If you’re a healthcare interpreter, you’ve probably heard of the National Council on Interpreting in Health Care (NCIHC). What you may not know, though, is that behind those 20+ pages long documents on the Code of Ethics and Standards of Practice for interpreters in healthcare, there is a group of lively individuals who share a common goal: language access for all.
Every year, this group holds an Annual Membership Meeting (AMM). This year, the NCIHC AMM was held in Portland, Maine, and it was my first time attending. I had a wonderful time, and highly recommend it. Below are five reasons I think interpreters should attend:
5. It’s a Standards of Practice Refresher
Even if you’ve read the NCIHC National Standards of Practice hundreds of times, it’s always nice to have a refresher. And if you think that sounds boring, you’re wrong. This year’s post-meeting workshop, which focused on Role Boundaries and Advocacy, was fun.
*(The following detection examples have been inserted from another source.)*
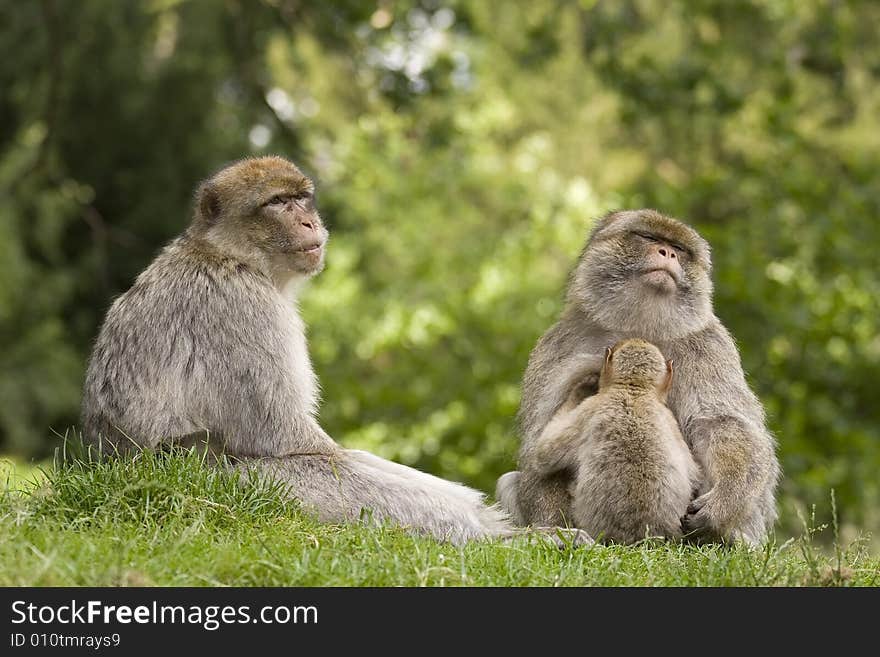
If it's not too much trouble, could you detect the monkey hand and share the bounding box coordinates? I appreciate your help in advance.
[562,373,599,410]
[681,488,744,544]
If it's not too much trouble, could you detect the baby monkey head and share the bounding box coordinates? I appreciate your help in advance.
[599,338,672,395]
[191,156,328,280]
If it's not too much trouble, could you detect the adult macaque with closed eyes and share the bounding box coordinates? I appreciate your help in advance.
[497,210,779,544]
[82,157,528,543]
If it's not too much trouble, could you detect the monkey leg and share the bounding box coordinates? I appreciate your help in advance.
[235,450,515,544]
[681,416,779,545]
[495,471,526,525]
[517,470,571,527]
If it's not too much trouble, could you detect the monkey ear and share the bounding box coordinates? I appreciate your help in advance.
[196,182,220,224]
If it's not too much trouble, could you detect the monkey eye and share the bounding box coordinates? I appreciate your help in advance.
[263,194,290,205]
[633,231,660,242]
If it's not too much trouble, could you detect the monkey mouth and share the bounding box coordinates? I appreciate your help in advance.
[294,242,324,255]
[642,267,679,291]
[642,267,678,281]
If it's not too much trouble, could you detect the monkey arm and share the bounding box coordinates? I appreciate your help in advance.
[519,336,604,448]
[673,323,780,543]
[528,397,597,476]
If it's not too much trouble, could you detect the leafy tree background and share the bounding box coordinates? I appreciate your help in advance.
[0,0,880,531]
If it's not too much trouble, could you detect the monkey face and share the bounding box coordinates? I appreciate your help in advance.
[569,210,712,339]
[194,157,328,280]
[257,185,328,274]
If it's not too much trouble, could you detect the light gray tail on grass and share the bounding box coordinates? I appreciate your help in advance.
[235,450,516,545]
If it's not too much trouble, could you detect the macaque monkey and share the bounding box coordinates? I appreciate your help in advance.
[496,210,780,544]
[534,339,700,543]
[82,157,585,543]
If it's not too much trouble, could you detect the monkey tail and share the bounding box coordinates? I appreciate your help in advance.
[234,450,516,545]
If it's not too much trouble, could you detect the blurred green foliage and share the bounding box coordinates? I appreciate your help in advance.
[0,0,880,540]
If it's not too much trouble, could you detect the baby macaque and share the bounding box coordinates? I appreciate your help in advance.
[532,339,701,543]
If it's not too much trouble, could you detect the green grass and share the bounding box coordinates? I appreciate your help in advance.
[0,453,880,586]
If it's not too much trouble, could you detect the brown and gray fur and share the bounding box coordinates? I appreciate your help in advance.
[534,339,701,543]
[496,210,780,544]
[82,157,513,543]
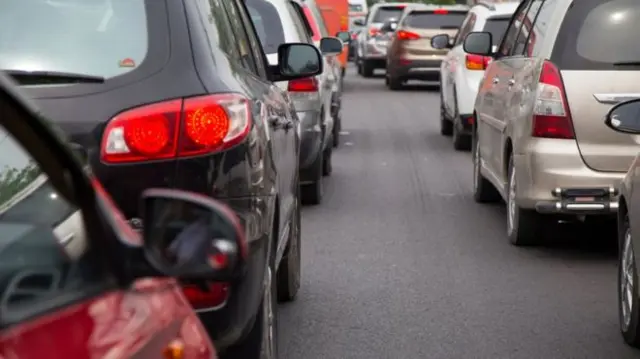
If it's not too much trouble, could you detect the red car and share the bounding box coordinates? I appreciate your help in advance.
[0,76,247,359]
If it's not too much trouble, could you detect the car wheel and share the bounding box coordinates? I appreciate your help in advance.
[440,95,453,136]
[277,190,301,302]
[300,153,324,205]
[221,256,278,359]
[322,144,333,177]
[507,156,551,246]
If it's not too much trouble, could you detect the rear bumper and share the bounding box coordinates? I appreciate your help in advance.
[388,59,442,82]
[514,139,625,215]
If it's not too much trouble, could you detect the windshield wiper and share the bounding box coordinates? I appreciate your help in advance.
[613,61,640,66]
[3,70,105,85]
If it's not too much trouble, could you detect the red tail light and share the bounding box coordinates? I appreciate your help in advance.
[465,54,491,70]
[396,30,420,41]
[532,61,575,139]
[182,283,229,309]
[100,94,251,163]
[287,77,318,92]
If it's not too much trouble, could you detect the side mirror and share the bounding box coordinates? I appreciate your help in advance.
[604,99,640,135]
[336,31,351,44]
[320,37,348,56]
[142,189,247,281]
[462,32,493,56]
[431,34,451,50]
[269,42,322,82]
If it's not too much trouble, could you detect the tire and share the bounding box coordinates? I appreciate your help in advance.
[277,189,301,302]
[362,60,373,77]
[300,153,324,206]
[507,156,551,247]
[617,213,640,348]
[471,135,502,203]
[322,143,333,177]
[221,253,278,359]
[440,95,453,136]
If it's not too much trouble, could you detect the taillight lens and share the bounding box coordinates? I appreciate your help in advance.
[100,94,251,163]
[287,77,318,92]
[396,30,420,41]
[532,60,575,139]
[182,283,229,309]
[465,54,491,70]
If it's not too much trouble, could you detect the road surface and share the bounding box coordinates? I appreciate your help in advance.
[279,71,640,359]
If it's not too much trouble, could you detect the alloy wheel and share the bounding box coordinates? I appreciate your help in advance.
[619,228,635,330]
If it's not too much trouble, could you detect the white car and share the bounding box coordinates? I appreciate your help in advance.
[432,2,518,150]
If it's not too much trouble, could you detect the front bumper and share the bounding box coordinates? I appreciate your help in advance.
[514,139,625,215]
[389,59,442,82]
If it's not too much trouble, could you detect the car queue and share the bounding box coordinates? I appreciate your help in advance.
[0,0,350,359]
[353,0,640,347]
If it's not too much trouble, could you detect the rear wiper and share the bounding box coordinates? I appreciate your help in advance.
[613,61,640,66]
[3,70,105,85]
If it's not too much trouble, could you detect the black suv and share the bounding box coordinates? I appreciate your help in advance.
[0,0,341,359]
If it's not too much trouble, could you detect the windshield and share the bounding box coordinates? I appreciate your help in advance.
[371,6,404,23]
[405,11,467,29]
[482,18,510,45]
[247,0,286,54]
[0,0,148,78]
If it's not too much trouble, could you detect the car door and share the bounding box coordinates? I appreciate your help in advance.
[0,116,215,359]
[441,12,477,118]
[478,0,532,180]
[232,0,299,239]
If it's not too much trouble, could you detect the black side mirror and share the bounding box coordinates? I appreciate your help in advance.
[462,32,493,56]
[604,99,640,135]
[336,31,351,44]
[431,34,451,50]
[269,42,322,82]
[142,189,247,282]
[320,37,348,56]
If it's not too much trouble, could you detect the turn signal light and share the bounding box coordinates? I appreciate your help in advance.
[100,94,251,163]
[396,30,420,41]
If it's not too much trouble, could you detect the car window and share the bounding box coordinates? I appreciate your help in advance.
[453,13,477,46]
[403,11,467,29]
[511,0,542,56]
[371,6,404,23]
[0,120,107,327]
[0,0,148,78]
[245,0,286,54]
[196,0,240,62]
[551,0,640,71]
[498,0,531,56]
[221,0,258,75]
[482,17,510,45]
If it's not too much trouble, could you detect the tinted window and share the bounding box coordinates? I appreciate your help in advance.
[404,11,467,29]
[246,0,286,54]
[371,6,404,22]
[0,125,106,326]
[0,0,148,78]
[552,0,640,71]
[482,18,509,45]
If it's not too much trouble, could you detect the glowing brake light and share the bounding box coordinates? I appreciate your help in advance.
[532,60,575,139]
[396,30,420,41]
[100,94,251,163]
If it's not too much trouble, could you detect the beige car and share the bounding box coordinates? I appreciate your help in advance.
[464,0,640,245]
[381,4,469,90]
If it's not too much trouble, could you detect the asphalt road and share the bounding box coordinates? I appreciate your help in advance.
[279,71,640,359]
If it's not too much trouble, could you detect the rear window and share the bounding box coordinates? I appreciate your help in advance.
[0,0,149,78]
[371,6,404,23]
[404,10,467,29]
[246,1,286,54]
[551,0,640,71]
[482,18,510,45]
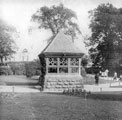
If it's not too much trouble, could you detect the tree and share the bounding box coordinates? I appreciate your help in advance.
[89,3,122,72]
[32,4,80,39]
[0,20,16,63]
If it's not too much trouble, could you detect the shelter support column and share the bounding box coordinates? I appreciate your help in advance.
[45,58,48,74]
[78,58,81,75]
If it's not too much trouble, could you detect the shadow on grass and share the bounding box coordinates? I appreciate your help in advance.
[6,82,39,86]
[87,92,122,101]
[45,92,122,101]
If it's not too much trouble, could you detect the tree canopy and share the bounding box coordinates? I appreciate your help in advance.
[89,3,122,71]
[0,20,16,62]
[32,4,80,38]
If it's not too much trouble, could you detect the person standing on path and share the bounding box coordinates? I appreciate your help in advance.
[95,73,99,85]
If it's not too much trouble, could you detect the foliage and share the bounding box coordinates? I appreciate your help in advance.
[0,20,16,62]
[25,60,41,77]
[89,3,122,68]
[32,4,80,38]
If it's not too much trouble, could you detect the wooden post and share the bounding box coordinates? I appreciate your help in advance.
[57,58,59,74]
[68,58,71,74]
[45,58,48,74]
[78,58,81,75]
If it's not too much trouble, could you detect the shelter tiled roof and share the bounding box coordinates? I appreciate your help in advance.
[42,31,83,54]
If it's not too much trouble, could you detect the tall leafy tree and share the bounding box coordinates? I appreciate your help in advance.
[32,4,80,38]
[0,20,16,63]
[89,3,122,72]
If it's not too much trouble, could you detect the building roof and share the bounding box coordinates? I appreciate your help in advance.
[41,31,83,55]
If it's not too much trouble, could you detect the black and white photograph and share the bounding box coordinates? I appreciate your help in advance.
[0,0,122,120]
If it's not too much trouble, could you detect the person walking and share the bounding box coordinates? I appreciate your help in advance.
[113,72,117,81]
[95,73,99,85]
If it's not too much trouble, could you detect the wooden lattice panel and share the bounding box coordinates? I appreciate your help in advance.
[59,58,68,66]
[48,58,57,66]
[70,58,79,66]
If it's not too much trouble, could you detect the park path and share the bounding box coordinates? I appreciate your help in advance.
[0,76,122,93]
[0,93,36,120]
[0,76,40,93]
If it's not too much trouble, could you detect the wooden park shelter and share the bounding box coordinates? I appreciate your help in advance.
[39,31,84,91]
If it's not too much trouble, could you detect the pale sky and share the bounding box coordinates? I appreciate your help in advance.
[0,0,122,59]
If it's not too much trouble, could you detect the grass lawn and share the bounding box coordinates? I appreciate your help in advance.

The best part was when the workshop facilitators role-played different interpreting scenarios, and then had us get into small groups and discuss what the interpreter should do.
4. You Get to Know a City’s Culture
Prior to going to Portland, Maine, the only thing I knew about the city was that it had good seafood. It turns out that Portland is much more diverse than I ever expected. Many Haitian-Creole and Spanish speaking migrant and seasonal workers make an annual trek to work on Maine’s farms. And refugees from Syria, Iraq, the Congo, and other countries are reshaping Portland’s culture. Because of this, Maine Medical Center has a refugee clinic specifically for new arrivals who need health screenings. The demand for interpreters is high. And, if you’re wondering, Portland does indeed have delicious seafood…and many gelato shops, Indian restaurants, Japanese restaurants and more. It’s basically a foodie’s paradise. I think sometime I’ll have to go back just to eat my way through the city.
3. The Dynamic Speakers
This year’s meeting featured two great keynote speakers: Alison Beyea, Executive Director for the ACLU of Maine, and Meryl C. S. Troop, an American Sign Language interpreter and medical interpreting instructor. Troop brought humor to her keynote address, showing a slide of what different groups of people “think I do.” According to her, some hearing people think she is able to read Braille! Beyea spoke towards the current political climate, and explained how government policies are affecting immigrants and refugees. She addressed interpreters’ concerns regarding interpreting when Immigration and Customs Enforcement (ICE) is present, and encouraged us to take an active role in our communities and advocate for social justice.
2. Working Together to Find Solutions
No matter where they were from in the country, AMM attendees could relate to each other when it came to confronting difficult questions regarding language access. And going to the AMM gave us the
opportunity to have open dialogues about these questions. In the Language Access Café portion of the meeting, facilitators led conversations at different tables regarding a number of topics. Some points that were brought up were: How can we measure the professional competence of Languages of Limited Diffusion (LLD) interpreters? What education and training should interpreters have? What are the pros and cons of expanding the medical interpreter’s role to an access coordinator? It was interesting to hear from experts in the field and to share our thoughts.
1. The Camaraderie
And the best part of the NCIHC AMM? Without a doubt, it was the camaraderie. Yes, there were some interpreters there from companies I consider our competitors, but at the AMM that didn’t matter. We were all there to share and learn from each other. It was nice to be in a place where everyone just got what it’s like to be in the language access field (and, I like to joke, where everyone knew the difference between an interpreter and a translator). And, in addition to learning a lot, we also had a lot of laughs!